According to Truth in Accounting, America’s 50 states are collectively carrying $811 billion in debt. This financial burden was highlighted in the group’s latest “State of the States” report, which shows that state governments ended fiscal year 2023 with $2.9 trillion in debt but only $2.1 trillion in assets. The shortfall will eventually require taxpayer intervention if states cannot address their fiscal gaps.
Twenty-seven states currently have unbalanced budgets, referred to as “taxpayer burdens.” These states would each need to collect around $900 from every resident to balance their books.
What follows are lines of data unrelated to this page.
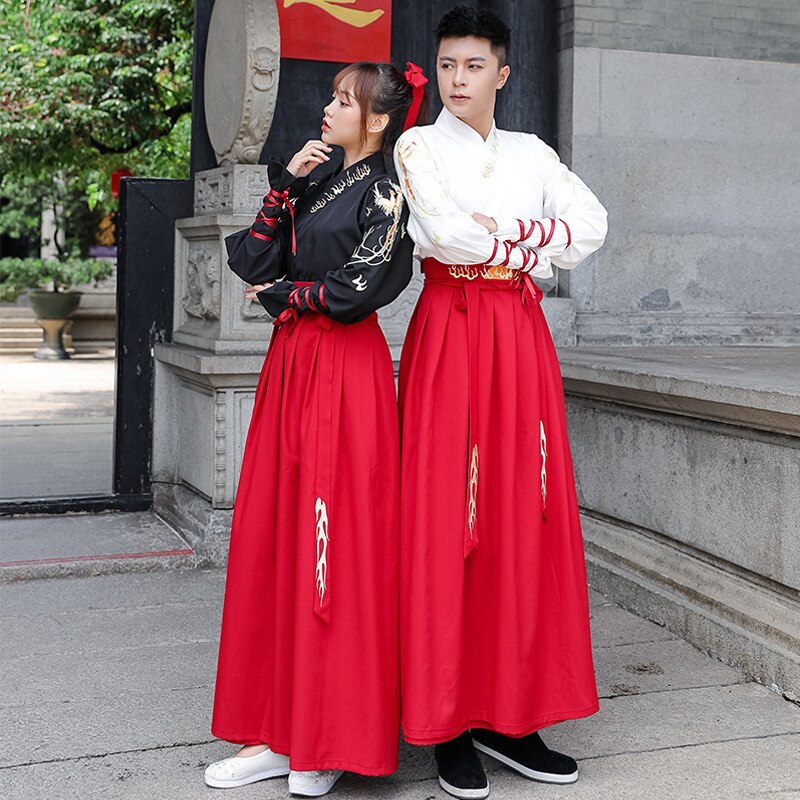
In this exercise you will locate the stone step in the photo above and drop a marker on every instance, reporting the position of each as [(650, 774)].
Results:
[(19, 343), (12, 323), (19, 331), (16, 312)]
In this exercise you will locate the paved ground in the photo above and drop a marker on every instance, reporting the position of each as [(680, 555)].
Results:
[(107, 686), (58, 414)]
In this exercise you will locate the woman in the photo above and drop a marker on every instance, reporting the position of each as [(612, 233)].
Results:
[(308, 662)]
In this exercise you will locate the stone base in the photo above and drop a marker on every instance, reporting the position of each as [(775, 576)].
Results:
[(724, 612), (205, 528), (686, 462)]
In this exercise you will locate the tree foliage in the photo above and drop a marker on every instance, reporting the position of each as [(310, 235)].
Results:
[(87, 87)]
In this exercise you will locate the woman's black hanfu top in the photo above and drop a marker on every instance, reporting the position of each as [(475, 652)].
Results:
[(349, 239)]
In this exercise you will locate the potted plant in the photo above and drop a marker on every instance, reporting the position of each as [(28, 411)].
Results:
[(49, 284)]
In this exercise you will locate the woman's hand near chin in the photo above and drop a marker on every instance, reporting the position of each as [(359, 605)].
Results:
[(313, 153)]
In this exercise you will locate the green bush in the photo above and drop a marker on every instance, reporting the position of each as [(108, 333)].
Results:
[(18, 274)]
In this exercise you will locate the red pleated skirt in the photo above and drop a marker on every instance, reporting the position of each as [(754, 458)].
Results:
[(308, 658), (494, 602)]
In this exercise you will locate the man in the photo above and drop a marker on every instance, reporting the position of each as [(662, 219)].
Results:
[(495, 640)]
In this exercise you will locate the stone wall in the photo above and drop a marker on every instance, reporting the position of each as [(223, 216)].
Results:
[(692, 157), (767, 30)]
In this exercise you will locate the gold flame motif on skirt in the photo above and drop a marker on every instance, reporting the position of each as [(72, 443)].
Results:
[(322, 548), (543, 451), (472, 504)]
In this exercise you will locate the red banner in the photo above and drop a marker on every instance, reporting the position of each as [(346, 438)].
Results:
[(336, 30)]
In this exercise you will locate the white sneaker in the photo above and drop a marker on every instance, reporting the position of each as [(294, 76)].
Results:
[(240, 770), (313, 783)]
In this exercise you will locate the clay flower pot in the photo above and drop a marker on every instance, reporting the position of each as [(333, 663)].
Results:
[(53, 310)]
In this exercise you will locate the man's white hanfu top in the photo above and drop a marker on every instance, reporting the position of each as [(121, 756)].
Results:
[(544, 212)]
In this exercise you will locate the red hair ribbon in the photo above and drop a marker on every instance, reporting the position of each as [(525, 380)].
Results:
[(417, 79)]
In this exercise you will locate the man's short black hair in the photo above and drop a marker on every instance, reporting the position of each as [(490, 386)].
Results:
[(480, 23)]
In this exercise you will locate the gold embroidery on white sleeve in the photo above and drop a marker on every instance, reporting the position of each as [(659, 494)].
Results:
[(322, 547)]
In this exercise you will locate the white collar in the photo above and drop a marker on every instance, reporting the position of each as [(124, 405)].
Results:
[(450, 123)]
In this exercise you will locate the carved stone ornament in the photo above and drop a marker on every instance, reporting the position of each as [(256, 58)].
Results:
[(202, 297), (241, 78)]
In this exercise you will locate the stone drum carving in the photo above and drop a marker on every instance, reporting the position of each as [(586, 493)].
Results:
[(241, 78)]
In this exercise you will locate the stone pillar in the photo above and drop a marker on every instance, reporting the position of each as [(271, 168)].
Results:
[(206, 376)]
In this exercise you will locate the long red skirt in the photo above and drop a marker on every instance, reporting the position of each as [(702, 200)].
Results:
[(308, 658), (494, 603)]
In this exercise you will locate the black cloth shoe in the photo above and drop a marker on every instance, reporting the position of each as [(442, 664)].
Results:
[(528, 755), (460, 770)]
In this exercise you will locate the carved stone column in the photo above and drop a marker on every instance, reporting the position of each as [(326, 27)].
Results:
[(206, 377)]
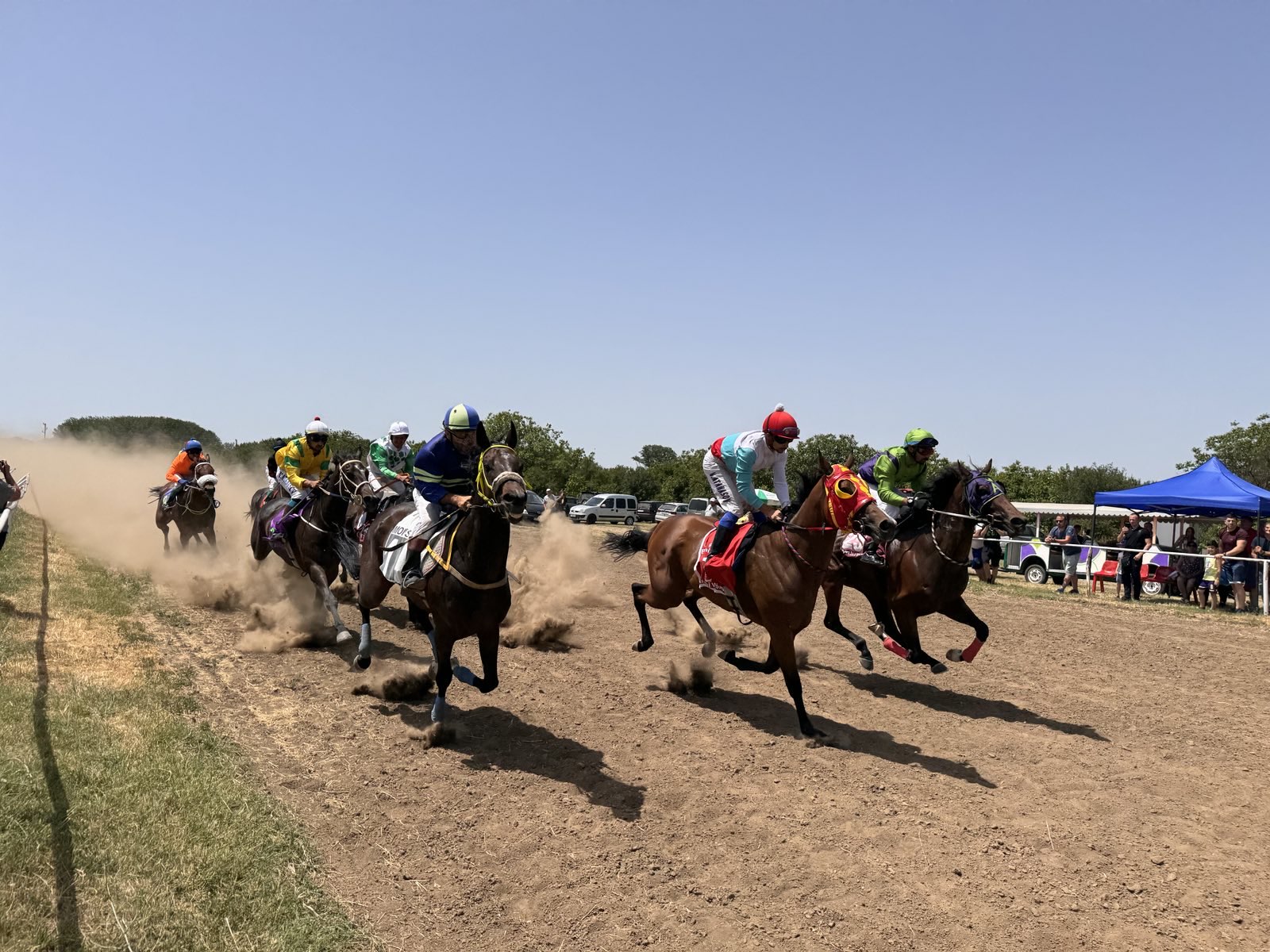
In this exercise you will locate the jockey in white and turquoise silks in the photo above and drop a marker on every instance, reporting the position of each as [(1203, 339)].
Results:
[(732, 463), (389, 463)]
Massachusetts, New Jersey, Illinois, and Connecticut, which require more than $25,000 per person, received failing grades in the report.
Meanwhile, 23 states earned a “taxpayer surplus” rating, meaning they have sufficient funds to cover debts and even return some to taxpayers. North Dakota, Alaska, Wyoming, and Utah have surpluses over $10,000 per person, earning them “A” ratings from Truth in Accounting.
A major contributor to state debt is unfunded pensions. States owe $840 billion for pensions promised to workers like teachers, firefighters, and police officers. However, they’ve saved just 70% of what’s needed. Additionally, states owe $493 billion in healthcare benefits for retirees, yet have saved only 14% of this amount.
Truth in Accounting criticized some states for diverting pension and benefit funds to cover other programs or keep taxes low, a practice they compared to “charging earned benefits to a credit card.” The report urges states to take a transparent approach to their finances and work toward balancing their budgets without using accounting tricks.